Now this doesn’t mean you have to write down every, single little detail of what you’ve finished while your boss was gone, but you should at least keep a broad log of what you’ve finished so that everyone can stay in the loop. We typically have a meeting with our boss every week so this little log is expected, but even if you don’t meet with them it’s still a good idea to have something on hand that you can turn over if somebody comes by your desk for an update on what you’ve been up to.
Our office operates in a very healthy atmosphere of trust. The employees trust the managers, the managers trust the employees, and everyone gets along. The bigger the office gets, the more important trust becomes. Office morale can be killed overnight by a nosy employee or an irresponsible manager. You should never do anything that you’d be embarrassed of if you were caught. Plus, the last thing you want is for your boss to come back and think that they suddenly need to micromanage everyone.
Now this may not fly in every office, but MyCorp’s workforce is fairly close and we chat with our CEO all the time. More than anything, checking in is just a nice gesture. Our Social Media manager Heather sent out a little ‘Bon Voyage’ e-mail that has led to a few good back-and-forths between her and our CEO. If you don’t feel it’s appropriate then feel free to ignore this piece of advice, but if you have a close knit office then it’s not a bad idea to check in and ask how the vacation is going.

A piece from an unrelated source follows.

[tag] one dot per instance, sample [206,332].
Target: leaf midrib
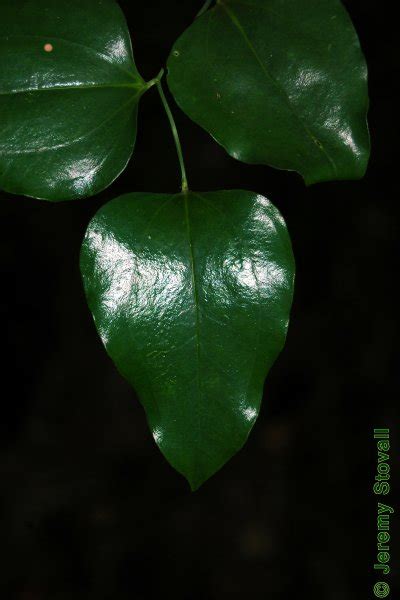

In all likelihood, your office isn’t going to change very much when your boss heads out for a couple of days. But it is always a little weird to have the person you report to and work for head out the door – it’s certainly odd to not have Deborah walking through our office. Just have a little common sense, and write down whatever you think your boss will want to know when they come back. That way they’ll be relaxed, updated, and happy – plus they’ll know they can loosen the reigns a bit without having to worry about things falling apart.